Abstract

Eliminating concurrency errors is increasingly important as systems rely more on parallelism for performance. Exhaustively exploring the state-space of a program's thread interleavings finds concurrency errors and provides coverage guarantees, but suffers from exponential state-space explosion . Two prior approaches alleviate state-space explosion. (1) Dynamic partial-order reduction (DPOR) provides full coverage and explores only one interleaving of independent transitions. (2) Bounded search provides bounded coverage by enumerating interleavings that do not exceed a bound. In particular, we focus on preemption-bounding. Combining partial-order reduction with preemption-bounding had remained an open problem. We show that preemption-bounded search explores the same partial orders repeatedly and consequently explores more executions than unbounded DPOR, even for small bounds. We further show that if DPOR simply uses the preemption bound to prune the state space as it explores new partial orders, it misses parts of the state space reachable in the bound and is therefore unsound. The bound essentially induces dependences between otherwise independent transitions in the DPOR state space.

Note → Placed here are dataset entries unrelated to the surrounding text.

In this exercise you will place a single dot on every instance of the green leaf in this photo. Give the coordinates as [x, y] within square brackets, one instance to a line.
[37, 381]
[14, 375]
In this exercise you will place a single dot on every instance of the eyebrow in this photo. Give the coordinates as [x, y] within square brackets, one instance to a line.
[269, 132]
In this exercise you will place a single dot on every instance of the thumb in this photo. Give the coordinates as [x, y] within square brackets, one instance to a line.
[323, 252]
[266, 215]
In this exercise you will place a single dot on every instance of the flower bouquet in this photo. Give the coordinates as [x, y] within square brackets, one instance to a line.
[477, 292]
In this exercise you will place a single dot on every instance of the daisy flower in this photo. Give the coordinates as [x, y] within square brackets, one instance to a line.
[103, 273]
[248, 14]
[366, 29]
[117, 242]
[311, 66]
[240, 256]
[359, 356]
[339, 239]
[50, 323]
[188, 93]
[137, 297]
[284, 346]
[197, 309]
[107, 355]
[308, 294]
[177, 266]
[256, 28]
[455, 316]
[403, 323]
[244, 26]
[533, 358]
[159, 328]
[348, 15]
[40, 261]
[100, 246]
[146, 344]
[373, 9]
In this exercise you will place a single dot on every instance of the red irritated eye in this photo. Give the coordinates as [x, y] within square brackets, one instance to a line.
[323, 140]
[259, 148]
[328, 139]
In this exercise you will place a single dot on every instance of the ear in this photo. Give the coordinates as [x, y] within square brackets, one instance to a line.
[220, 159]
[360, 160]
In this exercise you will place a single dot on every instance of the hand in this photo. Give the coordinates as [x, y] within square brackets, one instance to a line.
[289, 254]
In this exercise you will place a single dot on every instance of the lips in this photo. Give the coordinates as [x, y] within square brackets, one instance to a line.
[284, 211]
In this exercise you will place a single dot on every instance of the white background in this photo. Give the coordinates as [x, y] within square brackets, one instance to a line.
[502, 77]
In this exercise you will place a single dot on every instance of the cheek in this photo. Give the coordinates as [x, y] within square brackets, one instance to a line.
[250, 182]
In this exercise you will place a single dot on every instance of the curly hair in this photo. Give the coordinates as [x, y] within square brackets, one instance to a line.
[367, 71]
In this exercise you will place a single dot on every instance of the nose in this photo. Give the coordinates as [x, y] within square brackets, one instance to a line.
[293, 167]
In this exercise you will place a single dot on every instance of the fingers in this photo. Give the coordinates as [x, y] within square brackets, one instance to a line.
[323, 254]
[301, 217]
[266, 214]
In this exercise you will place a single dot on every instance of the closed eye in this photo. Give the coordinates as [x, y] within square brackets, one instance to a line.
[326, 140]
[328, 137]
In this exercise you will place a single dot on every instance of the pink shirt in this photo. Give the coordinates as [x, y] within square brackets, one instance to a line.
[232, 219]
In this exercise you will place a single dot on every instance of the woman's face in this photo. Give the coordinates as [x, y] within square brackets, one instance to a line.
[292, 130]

We introduce Bounded Partial Order Reduction (BPOR), a modification of DPOR that compensates for bound dependences. We identify properties that determine how well bounds combine with partial-order reduction. We prove sound coverage and empirically evaluate BPOR with preemption and fairness bounds. We show that by eliminating redundancies, BPOR significantly reduces testing time compared to bounded search. BPOR's faster incremental guarantees will help testers verify larger concurrent programs.